I have recently started a new project collecting human first names. I began with about 250,000 rows of data and needed to do some sanitisation before it was in a state that I needed. Having last performed this quite a while ago, I was out of practice but it soon came back after some trial and error.
I’m making notes this time around.
Splitting
Starting with my master data in a CSV, I initially split it by gender using LibreOffice Calc. A simple filter on the “gender” column shows me the relevant rows which can be copied > pasted to new documents, male.txt and female.txt, respectively.
I then wanted to:
-
Remove all rows containing hyphens (Peggy-Sue)
-
Remove all rows containing single quotes (A’isha)
-
Strip any trailing spaces
-
Order the data alphabetically
-
Check data integrity, e.g. search for any diacritics
Remove all rows containing hyphens
I need the rows with hyphens for later, so extract them from the master data:
grep "-" master.txt > hyphens.txt
To remove all rows containing hyphens:
grep -v "-" master.txt > master-2.txt
Remove all rows containing single quotes
To remove all rows containing single quotes AND to extract the rows with single quotes, I do the same, this time working on my master-2.txt document, which no longer contains the hyphens:
# Extract
grep "'" master-2.txt > quotes.txt
# Subtract
grep -v "'" master-2.txt > master-3.txt
master-3.txt is now without hyphens and single quotes. I also now have separate hyphens.txt and quotes.txt documents for later reference.

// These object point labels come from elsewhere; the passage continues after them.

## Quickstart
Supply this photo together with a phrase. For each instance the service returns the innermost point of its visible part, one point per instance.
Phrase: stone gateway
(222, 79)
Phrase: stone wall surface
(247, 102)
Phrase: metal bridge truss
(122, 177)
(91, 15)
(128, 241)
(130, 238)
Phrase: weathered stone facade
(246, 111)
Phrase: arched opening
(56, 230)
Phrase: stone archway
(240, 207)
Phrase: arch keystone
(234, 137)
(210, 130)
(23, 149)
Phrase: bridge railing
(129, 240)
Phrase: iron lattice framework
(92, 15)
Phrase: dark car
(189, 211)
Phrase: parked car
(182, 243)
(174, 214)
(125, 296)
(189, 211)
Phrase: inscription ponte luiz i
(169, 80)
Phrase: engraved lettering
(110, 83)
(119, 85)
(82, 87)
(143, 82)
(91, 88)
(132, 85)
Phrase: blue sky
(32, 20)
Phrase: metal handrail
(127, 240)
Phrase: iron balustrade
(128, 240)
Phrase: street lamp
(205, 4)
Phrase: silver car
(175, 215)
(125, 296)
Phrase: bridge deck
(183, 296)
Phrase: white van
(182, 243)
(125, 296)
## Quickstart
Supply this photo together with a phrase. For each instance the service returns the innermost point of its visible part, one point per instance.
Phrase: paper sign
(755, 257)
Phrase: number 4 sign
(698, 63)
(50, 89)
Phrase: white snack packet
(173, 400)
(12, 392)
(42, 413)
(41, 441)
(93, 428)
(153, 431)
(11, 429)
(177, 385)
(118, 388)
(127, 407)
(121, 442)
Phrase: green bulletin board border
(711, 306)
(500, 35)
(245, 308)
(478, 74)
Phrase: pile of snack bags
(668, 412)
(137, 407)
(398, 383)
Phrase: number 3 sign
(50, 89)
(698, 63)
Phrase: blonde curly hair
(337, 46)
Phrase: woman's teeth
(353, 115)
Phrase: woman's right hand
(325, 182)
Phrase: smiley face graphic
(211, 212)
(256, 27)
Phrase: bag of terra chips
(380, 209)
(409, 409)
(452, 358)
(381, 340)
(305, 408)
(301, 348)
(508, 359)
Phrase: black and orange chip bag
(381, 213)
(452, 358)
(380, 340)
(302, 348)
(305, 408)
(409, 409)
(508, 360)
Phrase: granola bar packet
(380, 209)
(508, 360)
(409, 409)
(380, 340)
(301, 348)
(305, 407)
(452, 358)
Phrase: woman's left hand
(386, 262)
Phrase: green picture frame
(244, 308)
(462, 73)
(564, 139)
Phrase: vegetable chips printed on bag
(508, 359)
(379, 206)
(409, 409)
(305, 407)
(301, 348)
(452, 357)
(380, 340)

As master-2.txt is an interim file, it can be deleted.
Strip any trailing spaces
Next, I want to strip any trailing spaces in the file master-3.txt.
sed -i 's/[[:space:]]*$//' master-3.txt
Stripping trailing spaces is best to do before any sorting, as any spaces can impact the order.
Order the data alphabetically
To sort alphabetically, I prefer byte-wise (ASCII) order, where Apple comes before apple. I also want to remove any duplicate lines:
LC_COLLATE=C sort -d master-3.txt | uniq -u > master-sorted.txt
Check data integrity
This is a nice one. It outputs the letter by frequency (left = more / right = less) and can be used to tell at a glance whether there are any words which contain letters with diacritical marks.
tr -d "\n" < master-sorted.txt | while read -n1 char; \
do echo $char; done | sort | uniq -c| sort -rn | sed "s/^.* //" |tr -d "\n"; echo ""
If there are any and this is not desired, the entire file can be “flattened”:
iconv -f utf8 -t ascii//TRANSLIT master-sorted.txt > master-flat.txt
It is usually a good idea to run another LC_COLLATE=C sort as per above after this to remove any potential new duplicates.
Working with data in the CLI is not without its challenges, but with a little know-how, the speed is unmatched by any GUI application I’ve used.